Roi menyarankan agar pembangunan bronjong atau talud dapat diusulkan melalui Musyawarah Perencanaan Pembangunan (Musrenbang) serta dikawal dalam proses pelaksanaannya.
Roi juga meminta dukungan masyarakat agar pemerintah daerah dapat terus memperjuangkan pemulihan Dana Otonomi Khusus (Otsus) yang saat ini terdampak kebijakan efisiensi anggaran.
“Kita berharap pada tahun 2026 dana Otsus dapat pulih dari pemotongan, sehingga pemerintah dapat menjawab kebutuhan masyarakat, termasuk pembangunan bronjong di Kali Manaenam,” katanya.
Mewakili masyarakat Kampung Yapan dan Kampung Mantembu, Martinus Wandamani menyampaikan apresiasi dan ucapan terima kasih kepada Pemkab Kepulauan Yapen atas respons cepat terhadap keluhan warga.
Sekadar diketahui, abrasi Kali Manaenam telah mengakibatkan kerusakan pada area pekuburan Kampung Mantembu setiap kali terjadi banjir. Dari pengakuan masyarakat, sejak 2024 hingga akhir 2025, tercatat 14 kuburan rusak akibat pengikisan tanah bantaran kali.

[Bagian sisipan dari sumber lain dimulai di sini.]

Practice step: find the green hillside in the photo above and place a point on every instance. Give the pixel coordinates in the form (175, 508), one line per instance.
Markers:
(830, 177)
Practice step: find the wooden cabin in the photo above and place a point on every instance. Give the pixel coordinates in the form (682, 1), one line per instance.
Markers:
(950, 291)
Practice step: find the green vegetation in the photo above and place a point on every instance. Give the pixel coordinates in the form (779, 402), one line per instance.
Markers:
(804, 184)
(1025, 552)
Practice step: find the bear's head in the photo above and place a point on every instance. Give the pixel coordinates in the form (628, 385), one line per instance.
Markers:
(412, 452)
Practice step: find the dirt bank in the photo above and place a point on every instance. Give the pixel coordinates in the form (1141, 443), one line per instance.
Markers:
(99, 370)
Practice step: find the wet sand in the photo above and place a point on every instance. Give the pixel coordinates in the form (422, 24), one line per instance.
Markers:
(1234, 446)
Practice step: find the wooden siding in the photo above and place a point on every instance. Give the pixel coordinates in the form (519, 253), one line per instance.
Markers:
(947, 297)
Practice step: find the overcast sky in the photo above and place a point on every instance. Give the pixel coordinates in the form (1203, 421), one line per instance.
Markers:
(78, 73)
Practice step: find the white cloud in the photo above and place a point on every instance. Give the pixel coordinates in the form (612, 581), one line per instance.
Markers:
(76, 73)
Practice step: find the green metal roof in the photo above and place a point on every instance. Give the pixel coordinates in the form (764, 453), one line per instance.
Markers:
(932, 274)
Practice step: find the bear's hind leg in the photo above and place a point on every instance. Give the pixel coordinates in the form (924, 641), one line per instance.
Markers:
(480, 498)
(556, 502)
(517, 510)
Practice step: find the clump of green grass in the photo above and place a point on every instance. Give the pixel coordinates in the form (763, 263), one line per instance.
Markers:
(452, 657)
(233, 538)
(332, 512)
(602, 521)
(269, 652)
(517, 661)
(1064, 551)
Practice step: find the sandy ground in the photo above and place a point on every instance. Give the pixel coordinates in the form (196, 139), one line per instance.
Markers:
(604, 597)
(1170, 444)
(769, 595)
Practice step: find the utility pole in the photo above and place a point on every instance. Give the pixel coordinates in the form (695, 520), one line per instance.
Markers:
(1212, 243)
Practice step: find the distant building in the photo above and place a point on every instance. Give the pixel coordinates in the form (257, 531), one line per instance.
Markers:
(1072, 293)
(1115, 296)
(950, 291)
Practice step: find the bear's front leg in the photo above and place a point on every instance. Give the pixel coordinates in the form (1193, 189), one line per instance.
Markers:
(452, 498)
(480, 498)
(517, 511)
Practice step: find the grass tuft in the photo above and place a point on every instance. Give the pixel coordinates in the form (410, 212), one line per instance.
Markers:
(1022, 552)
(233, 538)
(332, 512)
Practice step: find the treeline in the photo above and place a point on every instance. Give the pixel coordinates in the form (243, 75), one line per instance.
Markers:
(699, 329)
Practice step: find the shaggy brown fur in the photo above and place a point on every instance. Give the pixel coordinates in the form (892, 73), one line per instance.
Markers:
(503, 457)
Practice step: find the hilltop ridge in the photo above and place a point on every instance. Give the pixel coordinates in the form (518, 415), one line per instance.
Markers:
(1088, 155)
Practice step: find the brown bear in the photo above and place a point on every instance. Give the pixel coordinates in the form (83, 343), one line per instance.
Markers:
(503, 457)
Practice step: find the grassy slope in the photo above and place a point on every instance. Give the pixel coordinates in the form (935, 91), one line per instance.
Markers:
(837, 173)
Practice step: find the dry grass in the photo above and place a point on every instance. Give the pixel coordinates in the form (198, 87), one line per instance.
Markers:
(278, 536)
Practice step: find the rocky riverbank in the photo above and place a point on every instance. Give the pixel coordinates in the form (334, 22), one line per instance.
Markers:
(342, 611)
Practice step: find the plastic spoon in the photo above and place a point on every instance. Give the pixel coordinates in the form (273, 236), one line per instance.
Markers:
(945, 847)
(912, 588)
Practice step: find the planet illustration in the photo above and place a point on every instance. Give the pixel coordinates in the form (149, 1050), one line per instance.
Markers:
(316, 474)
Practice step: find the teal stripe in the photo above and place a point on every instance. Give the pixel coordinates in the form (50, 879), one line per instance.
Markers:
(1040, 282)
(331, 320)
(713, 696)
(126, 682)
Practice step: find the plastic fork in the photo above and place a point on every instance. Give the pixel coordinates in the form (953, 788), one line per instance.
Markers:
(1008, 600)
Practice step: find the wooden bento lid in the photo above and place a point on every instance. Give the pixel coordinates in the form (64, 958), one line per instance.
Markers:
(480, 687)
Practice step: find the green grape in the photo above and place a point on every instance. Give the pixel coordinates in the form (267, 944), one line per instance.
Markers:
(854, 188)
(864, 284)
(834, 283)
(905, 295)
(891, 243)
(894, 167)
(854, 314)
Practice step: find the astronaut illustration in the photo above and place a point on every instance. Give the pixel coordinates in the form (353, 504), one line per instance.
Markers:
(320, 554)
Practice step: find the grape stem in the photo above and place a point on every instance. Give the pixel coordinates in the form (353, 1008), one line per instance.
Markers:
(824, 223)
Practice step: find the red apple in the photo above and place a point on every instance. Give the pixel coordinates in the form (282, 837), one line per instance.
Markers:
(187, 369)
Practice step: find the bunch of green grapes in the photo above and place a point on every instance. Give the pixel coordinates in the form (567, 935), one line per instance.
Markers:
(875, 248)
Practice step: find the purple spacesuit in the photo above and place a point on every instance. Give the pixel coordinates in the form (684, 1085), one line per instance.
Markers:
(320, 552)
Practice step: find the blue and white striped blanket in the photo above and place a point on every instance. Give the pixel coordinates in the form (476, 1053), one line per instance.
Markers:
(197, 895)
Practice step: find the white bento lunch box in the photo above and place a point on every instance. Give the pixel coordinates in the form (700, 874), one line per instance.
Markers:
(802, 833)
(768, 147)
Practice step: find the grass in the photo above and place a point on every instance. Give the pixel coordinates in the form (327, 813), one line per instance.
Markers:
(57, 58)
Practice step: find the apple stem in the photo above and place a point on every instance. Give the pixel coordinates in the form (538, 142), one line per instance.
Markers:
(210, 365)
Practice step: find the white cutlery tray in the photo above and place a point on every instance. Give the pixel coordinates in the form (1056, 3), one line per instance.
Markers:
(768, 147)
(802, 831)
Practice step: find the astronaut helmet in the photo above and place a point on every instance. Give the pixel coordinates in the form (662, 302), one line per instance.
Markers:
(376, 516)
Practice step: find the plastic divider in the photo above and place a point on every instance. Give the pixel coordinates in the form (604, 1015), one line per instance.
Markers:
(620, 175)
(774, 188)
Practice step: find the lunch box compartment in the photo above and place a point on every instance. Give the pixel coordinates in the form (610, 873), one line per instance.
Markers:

Dari jumlah itu, tujuh kuburan telah dilakukan penggalian dan pemindahan jazad tulang belulang. Sementara tujuh kuburan lainnya tak dapat diselamatkan. Melihat kondisi ini, Jumat, 2 Januari 2026, warga bergotong royong memindahkan enam kuburan yang ada di tepi kali ke lokasi aman dan layak. ***(Ainun Faathirjal)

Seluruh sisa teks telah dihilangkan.